The boy stopped in his tracks at the sound of distant whispers and moans. The Shades. They must be nearby. He swallowed heavily, feeling his skin crawl at the thought of facing them again.


He then yelped when the robot’s foot fell too close to him and looked up at it to see its single eye glowing softly at him. The big robot looked almost concerned about him.


This put the child at ease and somehow washed away the dread he previously felt.
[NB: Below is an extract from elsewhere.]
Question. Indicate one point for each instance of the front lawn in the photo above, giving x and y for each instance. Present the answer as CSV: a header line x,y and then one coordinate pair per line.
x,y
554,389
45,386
He smiled widely and sprinted forward, no longer worried. “Come on, this way!” he called out and the robot made another humming sound before following him.

Chapter Text

“See you tomorrow!”


“Goodnight,” Isaac called back, watching the other fishermen walk away. Giving his boat one last glance, he picked up his bag and left the docks.


Humming quietly to himself, the man greeted everyone on his way through the town with a smile before reaching his house and stepping inside. He placed his bag on the table and sat down, sighing in contentment. Today had been a good one as they managed to catch a large amount of fish.


He was ready to go prepare dinner when someone suddenly knocked on the door. Confused, he stood up and made his way over to open it, immediately surprised to see his son with one of their neighbors, Mrs. Rosa. The old woman didn’t look quite happy as she had a firm hold on his the boy’s shoulder.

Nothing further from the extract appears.